- Arms of Beauchamp of Bletsoe: Gules, a fess between six martlets or
- Born: c. 1315
- Died: 3 January 1380
- Spouses: Sibyl de Patteshull Margaret de Carew
- Issue: Sir Roger Beauchamp Philip de Beauchamp Margaret de Beauchamp
- Father: Roger de Beauchamp

= Roger Beauchamp, 1st Baron Beauchamp of Bletso =

English aristocrat

Roger Beauchamp, 1st Baron Beauchamp of Bletsoe (c. 1315 – 3 January 1380) was an English soldier and peer who served both King Edward III and his wife, Philippa of Hainault.

==Family==
Roger de Beauchamp, perhaps born about 1315, was the son and heir of Roger de Beauchamp, a younger son of Walter de Beauchamp (Steward to Edward I) and Alice de Tosny, daughter of Roger de Tosny of Flamstead, Hertfordshire.

==Career==
Beauchamp was a yeoman to Edward III by 24 April 1337, and is described as a bachelor to Philippa of Hainault on 26 October 1340, when she granted him the keepership of Devizes Castle. He served in the wars in France from as early as 1346, and in 1372 was appointed Captain of Calais. He was summoned to Parliament from 1 June 1363 to 20 October 1379 by writs directed Rogero de Bello Campo, whereby he 'may be held to have become Lord Beauchamp'. He was appointed Lord Chamberlain of the Household to Edward III in 1376–77.
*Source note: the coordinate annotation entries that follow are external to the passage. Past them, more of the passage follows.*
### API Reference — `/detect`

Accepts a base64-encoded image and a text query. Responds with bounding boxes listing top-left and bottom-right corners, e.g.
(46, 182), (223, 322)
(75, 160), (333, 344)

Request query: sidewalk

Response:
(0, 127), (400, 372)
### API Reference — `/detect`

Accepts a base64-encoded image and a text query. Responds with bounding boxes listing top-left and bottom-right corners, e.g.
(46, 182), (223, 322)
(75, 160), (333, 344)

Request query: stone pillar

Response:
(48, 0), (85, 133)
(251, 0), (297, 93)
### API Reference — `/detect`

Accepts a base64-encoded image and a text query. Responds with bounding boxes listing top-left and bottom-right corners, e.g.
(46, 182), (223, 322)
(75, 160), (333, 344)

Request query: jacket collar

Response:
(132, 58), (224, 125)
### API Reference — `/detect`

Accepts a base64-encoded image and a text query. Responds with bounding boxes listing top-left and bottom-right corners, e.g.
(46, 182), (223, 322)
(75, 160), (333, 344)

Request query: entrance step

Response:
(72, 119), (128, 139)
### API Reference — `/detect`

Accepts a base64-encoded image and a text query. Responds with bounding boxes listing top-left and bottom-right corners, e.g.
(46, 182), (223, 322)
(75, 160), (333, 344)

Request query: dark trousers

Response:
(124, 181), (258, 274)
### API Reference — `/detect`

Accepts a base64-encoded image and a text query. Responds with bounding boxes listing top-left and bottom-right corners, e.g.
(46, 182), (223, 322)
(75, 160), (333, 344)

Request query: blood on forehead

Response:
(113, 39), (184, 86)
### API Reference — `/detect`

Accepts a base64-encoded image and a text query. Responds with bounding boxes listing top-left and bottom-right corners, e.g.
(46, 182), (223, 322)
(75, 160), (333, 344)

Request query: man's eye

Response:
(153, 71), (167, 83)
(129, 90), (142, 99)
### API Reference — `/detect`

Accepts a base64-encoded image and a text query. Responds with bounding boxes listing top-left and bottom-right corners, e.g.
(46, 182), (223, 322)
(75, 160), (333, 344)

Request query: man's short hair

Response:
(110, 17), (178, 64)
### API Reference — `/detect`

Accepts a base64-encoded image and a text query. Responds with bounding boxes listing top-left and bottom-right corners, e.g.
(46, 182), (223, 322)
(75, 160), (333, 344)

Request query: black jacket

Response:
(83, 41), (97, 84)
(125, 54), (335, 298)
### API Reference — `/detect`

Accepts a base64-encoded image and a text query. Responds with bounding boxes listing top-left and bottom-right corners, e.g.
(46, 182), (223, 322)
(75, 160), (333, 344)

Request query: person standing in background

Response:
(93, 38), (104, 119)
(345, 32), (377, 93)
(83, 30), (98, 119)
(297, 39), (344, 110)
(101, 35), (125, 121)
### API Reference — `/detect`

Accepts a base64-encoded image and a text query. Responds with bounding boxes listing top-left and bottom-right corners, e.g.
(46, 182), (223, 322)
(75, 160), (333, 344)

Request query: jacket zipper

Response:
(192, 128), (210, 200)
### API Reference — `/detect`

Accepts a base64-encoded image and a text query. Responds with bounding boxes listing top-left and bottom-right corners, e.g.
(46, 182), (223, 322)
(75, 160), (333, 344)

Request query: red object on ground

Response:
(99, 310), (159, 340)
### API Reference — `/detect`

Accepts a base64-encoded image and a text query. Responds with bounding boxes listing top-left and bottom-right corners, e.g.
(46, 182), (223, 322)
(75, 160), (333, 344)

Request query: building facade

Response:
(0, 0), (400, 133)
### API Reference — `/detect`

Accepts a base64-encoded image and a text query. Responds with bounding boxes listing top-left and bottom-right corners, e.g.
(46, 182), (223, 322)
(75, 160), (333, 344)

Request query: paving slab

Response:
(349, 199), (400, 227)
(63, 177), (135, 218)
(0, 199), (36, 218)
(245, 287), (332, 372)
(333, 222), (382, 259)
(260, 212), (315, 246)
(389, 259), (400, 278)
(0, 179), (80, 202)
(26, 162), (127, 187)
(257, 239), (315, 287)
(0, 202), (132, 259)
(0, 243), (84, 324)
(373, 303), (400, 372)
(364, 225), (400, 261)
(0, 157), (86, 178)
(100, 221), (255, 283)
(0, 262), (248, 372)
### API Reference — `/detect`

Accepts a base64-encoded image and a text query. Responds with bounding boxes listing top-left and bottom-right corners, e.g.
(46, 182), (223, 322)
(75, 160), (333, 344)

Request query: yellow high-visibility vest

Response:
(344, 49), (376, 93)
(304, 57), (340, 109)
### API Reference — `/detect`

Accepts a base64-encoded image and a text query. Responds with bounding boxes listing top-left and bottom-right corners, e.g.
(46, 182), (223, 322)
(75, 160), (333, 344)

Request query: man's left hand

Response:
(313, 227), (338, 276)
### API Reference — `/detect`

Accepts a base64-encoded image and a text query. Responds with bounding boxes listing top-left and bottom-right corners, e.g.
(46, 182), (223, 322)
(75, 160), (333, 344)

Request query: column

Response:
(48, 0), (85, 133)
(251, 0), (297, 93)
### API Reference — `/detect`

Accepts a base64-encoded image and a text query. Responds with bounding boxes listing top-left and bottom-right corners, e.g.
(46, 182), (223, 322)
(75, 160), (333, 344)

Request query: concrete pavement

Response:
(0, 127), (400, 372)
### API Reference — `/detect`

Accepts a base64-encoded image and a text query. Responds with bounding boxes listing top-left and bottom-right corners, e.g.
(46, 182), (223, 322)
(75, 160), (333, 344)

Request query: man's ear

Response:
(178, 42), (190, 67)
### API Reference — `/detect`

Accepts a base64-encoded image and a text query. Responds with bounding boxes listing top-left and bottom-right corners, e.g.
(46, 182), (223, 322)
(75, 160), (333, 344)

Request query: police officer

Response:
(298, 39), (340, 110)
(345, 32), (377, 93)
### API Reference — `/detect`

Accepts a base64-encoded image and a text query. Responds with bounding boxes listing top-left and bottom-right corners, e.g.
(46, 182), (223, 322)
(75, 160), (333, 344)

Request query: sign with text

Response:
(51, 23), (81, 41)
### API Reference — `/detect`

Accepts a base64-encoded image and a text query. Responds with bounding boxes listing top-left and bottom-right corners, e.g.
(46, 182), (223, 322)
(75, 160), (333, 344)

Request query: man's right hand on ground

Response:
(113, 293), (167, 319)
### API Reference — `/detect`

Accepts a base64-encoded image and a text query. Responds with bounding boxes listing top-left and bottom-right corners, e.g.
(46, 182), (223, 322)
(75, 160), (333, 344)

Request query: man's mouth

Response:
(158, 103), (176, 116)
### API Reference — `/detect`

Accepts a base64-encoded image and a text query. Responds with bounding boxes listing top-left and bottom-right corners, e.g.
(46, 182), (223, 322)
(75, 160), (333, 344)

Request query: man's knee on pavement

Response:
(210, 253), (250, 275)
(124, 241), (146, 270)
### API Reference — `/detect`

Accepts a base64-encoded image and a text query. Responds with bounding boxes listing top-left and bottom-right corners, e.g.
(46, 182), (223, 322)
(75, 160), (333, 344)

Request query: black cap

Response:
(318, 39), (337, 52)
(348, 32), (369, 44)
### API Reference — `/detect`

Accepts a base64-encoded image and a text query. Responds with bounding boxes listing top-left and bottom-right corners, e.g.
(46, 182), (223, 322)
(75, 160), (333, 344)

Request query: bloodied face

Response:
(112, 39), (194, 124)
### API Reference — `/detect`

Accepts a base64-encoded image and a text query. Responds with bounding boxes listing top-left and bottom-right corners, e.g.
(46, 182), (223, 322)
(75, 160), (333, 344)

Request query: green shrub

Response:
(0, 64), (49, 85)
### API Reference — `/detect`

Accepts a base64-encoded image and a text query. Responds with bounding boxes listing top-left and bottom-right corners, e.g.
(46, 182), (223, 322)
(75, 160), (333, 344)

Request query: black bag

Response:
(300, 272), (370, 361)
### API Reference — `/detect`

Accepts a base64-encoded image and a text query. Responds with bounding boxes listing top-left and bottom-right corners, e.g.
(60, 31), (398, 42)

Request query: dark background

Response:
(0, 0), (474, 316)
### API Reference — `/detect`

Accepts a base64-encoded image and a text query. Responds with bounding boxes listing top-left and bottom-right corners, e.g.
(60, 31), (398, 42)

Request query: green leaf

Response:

He died 3 January 1380. In his will, dated 19 December 1379 and proved 26 February 1380, he requested burial at the Blackfriars, London, beside his first wife.

==Marriages and issue==
Beauchamp married firstly, before 15 March 1337, Sibyl de Patteshull (d. before 1375), heiress of Bletsoe, one of the four daughters and co-heiresses of Sir John de Pateshull (c.1291–1349) of Bletsoe, by his wife Mabel de Grandison, a daughter of William de Grandison, 1st Baron Grandison, by whom he had two sons and a daughter:

- Sir Roger Beauchamp (d. before 15 May 1374), who married Joan de Clopton, widow of Sir Walter de Walcote, and daughter of William de Clopton. Sir Roger had a son—perhaps by an unknown first wife—Roger Beauchamp, 2nd Baron Beauchamp of Bletsoe (1362–1406), the grandfather of Margaret Beauchamp of Bletso, grandmother of Henry VII. He also had a daughter, Margaret Beauchamp, who married Robert Mauteby, esquire.
- Philip de Beauchamp (born c. 1338), Archdeacon of Exeter. He was a godson of Philippa of Hainault.
- Margaret de Beauchamp, who married, firstly, Sir John de Blanchminster of Wighill, Yorkshire, and, secondly, Sir Gilbert Talbot of Wadley, Berkshire.

He married secondly Margaret de Carew (died c. 2 October 1394), sister of William de Carew, and widow of Thomas de Grandison, 4th Baron Grandison (d. 1375), by whom he had no issue.